Lo scorso 26 febbraio si è conclusa a Monza, nella suggestiva cornice di Villa Reale, una retrospettiva di Henri Cartier-Bresson, padre della fotografia. 140 scatti (decisamente insufficienti per omaggiare l’operato dell’artista) con cui il fotografo ha immortalato il Novecento (da qui l’appellativo di ‘occhio del secolo’), gli stravolgimenti sociali (da qui la definizione di ‘inventore del foto-giornalismo’), ma anche i ritratti di personaggi noti nonché suoi amici (Sartre, Faulkner, Mauriac, Matisse, Camus, Capote) e infine momenti (e movimenti, data la loro estemporaneità) di vita strappati all’anonimato. Tutto viene fatto con l’utilizzo di macchine fotografiche Leica definite da Bresson “estensione del mio stesso occhio”. La prima – sua compagna fidata per molti anni – sarà una 35 mm, la Leica Rangefinder, con una lente di 50 mm.

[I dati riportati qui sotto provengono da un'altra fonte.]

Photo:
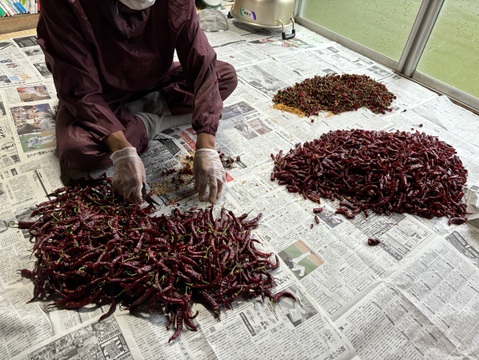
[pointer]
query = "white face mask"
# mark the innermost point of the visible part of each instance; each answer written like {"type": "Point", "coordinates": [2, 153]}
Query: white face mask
{"type": "Point", "coordinates": [138, 4]}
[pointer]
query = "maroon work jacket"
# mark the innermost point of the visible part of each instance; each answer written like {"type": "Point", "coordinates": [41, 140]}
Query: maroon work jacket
{"type": "Point", "coordinates": [103, 54]}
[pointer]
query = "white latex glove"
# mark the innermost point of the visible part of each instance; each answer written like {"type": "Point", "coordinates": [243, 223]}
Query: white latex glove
{"type": "Point", "coordinates": [209, 172]}
{"type": "Point", "coordinates": [129, 174]}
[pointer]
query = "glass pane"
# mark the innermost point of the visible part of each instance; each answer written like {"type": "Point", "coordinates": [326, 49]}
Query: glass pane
{"type": "Point", "coordinates": [452, 52]}
{"type": "Point", "coordinates": [381, 25]}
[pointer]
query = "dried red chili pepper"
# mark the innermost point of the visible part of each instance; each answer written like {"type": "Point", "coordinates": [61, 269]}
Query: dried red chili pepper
{"type": "Point", "coordinates": [108, 252]}
{"type": "Point", "coordinates": [378, 171]}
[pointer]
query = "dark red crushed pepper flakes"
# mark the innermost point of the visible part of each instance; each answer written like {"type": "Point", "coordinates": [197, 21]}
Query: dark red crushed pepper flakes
{"type": "Point", "coordinates": [377, 171]}
{"type": "Point", "coordinates": [335, 93]}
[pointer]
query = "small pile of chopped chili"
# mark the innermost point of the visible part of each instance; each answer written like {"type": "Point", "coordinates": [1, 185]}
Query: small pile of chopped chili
{"type": "Point", "coordinates": [384, 172]}
{"type": "Point", "coordinates": [335, 93]}
{"type": "Point", "coordinates": [92, 248]}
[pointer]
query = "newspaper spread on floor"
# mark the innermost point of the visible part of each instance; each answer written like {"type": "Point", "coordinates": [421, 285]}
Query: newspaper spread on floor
{"type": "Point", "coordinates": [415, 296]}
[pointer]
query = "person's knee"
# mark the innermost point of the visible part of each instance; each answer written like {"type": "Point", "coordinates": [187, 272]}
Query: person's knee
{"type": "Point", "coordinates": [227, 78]}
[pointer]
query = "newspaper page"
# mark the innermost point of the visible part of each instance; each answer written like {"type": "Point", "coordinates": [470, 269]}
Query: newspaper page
{"type": "Point", "coordinates": [413, 296]}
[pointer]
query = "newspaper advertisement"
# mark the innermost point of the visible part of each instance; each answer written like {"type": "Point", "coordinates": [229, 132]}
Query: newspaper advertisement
{"type": "Point", "coordinates": [414, 296]}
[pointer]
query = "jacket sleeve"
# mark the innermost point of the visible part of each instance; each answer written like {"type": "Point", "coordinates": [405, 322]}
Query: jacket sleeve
{"type": "Point", "coordinates": [198, 60]}
{"type": "Point", "coordinates": [62, 34]}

Arrivo in Villa Reale un pomeriggio uggiosissimo di febbraio, intorno a me i colori prevalenti sono il bianco e nero, gli stessi a cui le foto di Bresson mi abitueranno di qui a poco. La mostra, curata in modo molto sommario, ha diverse falle: le fotografie non seguono né un criterio cronologico, né un criterio logico, per quanto, fiduciosa, abbia aspettato, sala dopo sala e fino alla fine, di ritrovare un filo che è rimasto intricato tutto il tempo del ‘viaggio’. Alla mancanza di ‘coerenza’ si è aggiunta la discutibile scelta di inserire le foto non sempre in serie, bensì una sopra l’altra, sì da penalizzarne una visione accurata e completa. Sebbene le contingenze non fossero delle migliori, ognuno degli scatti del talentuoso fotografo ha avuto la capacità di farmi penetrare nell’anima dei luoghi e dei ritratti da lui realizzati.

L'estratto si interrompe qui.